An initiative of the 11 sugar mills that comprise the Guatemalan sugar association, ASAZGUA, and its partner organizations – Fundazucar, a foundation funded by a collection of sugar producers to run and promote community programs; sugarcane research organization Cengicaña; and Expogranel, a sugar export terminal – the campaign aims to connect the operational benefits of sugar production with economic, environmental and social development in the country. Sugar is Guatemala’s main agricultural export, with production of over 2.8 million tons of sugar per year, making it a strong source of economic prosperity for those in the industry. The agriculture sector accounts for nearly 30 percent of the country’s employment, and sugar is tied to roughly 80,000 direct and 400,000 indirect jobs.

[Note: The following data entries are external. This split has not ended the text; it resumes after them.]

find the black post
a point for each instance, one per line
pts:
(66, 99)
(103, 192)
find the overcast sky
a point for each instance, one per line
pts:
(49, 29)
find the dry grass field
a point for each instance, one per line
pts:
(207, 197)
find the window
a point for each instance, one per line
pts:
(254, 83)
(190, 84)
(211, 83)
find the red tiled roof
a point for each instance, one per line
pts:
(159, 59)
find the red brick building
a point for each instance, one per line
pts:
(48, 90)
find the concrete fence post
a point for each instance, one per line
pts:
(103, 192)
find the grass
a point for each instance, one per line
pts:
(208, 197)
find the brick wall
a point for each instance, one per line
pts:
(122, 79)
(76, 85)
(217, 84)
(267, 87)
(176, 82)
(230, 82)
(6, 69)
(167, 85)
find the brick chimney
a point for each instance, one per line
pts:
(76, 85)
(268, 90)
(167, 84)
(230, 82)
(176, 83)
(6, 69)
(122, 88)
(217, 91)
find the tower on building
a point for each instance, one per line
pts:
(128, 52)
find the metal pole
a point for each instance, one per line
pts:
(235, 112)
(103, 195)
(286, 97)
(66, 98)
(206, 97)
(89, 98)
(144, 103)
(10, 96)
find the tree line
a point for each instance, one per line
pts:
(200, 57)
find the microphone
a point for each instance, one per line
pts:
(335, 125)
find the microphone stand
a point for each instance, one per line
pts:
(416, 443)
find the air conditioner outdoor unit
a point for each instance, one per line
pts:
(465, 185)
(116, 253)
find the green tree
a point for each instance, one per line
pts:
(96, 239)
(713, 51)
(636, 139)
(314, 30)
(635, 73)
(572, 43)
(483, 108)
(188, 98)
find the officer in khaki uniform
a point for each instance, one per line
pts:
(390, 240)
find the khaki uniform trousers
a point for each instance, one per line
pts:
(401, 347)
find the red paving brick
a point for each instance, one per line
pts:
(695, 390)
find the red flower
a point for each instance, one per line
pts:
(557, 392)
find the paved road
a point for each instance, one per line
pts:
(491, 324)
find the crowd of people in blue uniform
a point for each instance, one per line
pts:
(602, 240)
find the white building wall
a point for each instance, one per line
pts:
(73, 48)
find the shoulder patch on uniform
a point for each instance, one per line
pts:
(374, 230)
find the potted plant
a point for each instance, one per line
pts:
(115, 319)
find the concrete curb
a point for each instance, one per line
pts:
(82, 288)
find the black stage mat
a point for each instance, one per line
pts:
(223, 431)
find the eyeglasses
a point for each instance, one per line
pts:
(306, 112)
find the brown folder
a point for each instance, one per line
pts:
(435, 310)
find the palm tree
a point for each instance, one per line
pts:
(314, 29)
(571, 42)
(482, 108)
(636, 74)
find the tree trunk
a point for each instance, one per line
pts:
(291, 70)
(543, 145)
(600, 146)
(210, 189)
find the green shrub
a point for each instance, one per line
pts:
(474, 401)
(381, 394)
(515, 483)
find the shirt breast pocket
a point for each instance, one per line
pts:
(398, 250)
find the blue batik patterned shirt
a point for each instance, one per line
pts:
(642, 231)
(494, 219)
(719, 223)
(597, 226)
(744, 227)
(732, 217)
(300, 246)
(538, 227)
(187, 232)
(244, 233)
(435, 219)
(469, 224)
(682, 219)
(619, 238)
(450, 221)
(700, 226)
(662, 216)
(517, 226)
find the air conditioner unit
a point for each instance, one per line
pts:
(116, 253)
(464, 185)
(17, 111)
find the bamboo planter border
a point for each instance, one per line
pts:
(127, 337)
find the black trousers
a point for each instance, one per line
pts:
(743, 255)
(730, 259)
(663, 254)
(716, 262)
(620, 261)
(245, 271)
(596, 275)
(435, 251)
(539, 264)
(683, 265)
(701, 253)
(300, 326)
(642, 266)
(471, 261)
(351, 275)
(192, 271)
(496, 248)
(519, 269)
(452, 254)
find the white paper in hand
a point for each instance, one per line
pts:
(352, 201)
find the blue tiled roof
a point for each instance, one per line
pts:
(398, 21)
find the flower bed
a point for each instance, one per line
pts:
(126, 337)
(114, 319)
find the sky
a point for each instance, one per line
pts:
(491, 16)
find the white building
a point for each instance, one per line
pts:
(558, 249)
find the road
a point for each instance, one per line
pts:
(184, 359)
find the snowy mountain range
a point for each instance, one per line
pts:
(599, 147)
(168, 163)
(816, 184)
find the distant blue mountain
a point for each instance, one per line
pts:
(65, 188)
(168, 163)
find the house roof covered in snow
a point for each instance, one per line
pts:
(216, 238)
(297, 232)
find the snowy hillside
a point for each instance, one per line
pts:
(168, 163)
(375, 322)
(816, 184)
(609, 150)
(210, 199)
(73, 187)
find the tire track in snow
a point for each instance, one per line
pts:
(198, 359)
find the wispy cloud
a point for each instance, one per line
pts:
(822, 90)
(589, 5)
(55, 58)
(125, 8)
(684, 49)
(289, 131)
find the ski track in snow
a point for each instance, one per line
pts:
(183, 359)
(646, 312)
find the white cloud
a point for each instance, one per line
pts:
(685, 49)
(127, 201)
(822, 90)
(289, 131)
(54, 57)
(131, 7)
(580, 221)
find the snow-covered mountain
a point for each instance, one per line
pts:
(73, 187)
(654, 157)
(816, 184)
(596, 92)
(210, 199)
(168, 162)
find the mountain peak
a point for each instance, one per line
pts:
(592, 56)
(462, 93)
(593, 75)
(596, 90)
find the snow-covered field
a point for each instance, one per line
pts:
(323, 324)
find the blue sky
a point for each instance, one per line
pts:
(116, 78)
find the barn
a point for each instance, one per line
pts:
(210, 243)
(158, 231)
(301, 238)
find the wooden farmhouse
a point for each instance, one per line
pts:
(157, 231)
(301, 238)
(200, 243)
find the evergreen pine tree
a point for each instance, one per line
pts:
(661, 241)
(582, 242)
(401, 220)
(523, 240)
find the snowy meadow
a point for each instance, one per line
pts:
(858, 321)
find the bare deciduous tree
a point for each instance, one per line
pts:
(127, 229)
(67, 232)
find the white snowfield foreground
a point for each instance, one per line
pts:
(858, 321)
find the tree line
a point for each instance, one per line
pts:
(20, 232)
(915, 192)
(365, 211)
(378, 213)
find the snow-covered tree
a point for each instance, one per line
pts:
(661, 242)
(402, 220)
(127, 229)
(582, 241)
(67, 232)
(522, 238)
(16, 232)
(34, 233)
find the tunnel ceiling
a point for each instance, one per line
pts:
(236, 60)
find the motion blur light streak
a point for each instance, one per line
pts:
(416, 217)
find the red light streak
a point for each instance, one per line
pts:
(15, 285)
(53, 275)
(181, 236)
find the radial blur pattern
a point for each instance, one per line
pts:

“The progress the industry has made since its inception has transformed the Guatemala sugar industry into an economic driver, a catalyst for sustainable cultivation and processing practices, as well as a strong advocate for social development,” said Luis Miguel Paiz, General Manager at ASAZGUA. “Our agenda for 2025 includes ambitious goals to help ensure economic, social and technological progress occurs in harmony with nature, and continue providing productive employment at every stage of the sugar development process, thus promoting inclusive and sustainable economic growth.”
The organizations say the new commitments will increase productivity and innovation, create 2,000 jobs through technical training of cane-cutting personnel to help end poverty, and improve environmental management by reusing 100 percent of wastewater and reducing sugarcane burning by 50 percent. ASAZGUA further pledged to contribute to the overall improvement of public health and training one million women in food security and preventive health, among other areas.
“The commitments the Guatemala sugar industry has pledged portray its continued dedication in being a global leader,” said José Orive, Executive Director at the International Sugar Organization (ISO). “The industry has shown best practices by using sugarcane bagasse, a waste of sugar production, as a source of renewable energy in Guatemala, accounting for up to 32 percent of the country’s electricity supply. As the pioneer of the fortification of sugar with Vitamin A, the most successful micronutrient program in the history of mankind, Guatemala has become a role model in addressing nutritional needs of developing communities for more than 30 years, eradicating infant blindness and improving the health of lactating mothers.”
The new goals for 2025 build on these successes, such as by striving to fortify 100 percent of the sugar for national consumption with vitamin A to continue helping end child blindness and 30 percent of the country’s sugar for national consumption with iron to help decrease anemia. On the environmental side, they further aim to achieve zero net losses of forest in sugar cane plantations, plant 6 million trees, take action to safeguard forests and water in 100 percent of the basins where their mills operate, and continue using 100 percent of oxo-biodegradable packages for local markets. They are also looking forward in terms of crop resilience and being adaptable in the face of climate change, with a goal to develop ten new Guatemalan sugarcane varieties for more productive yields, disease resistance, and to withstand climatic changes.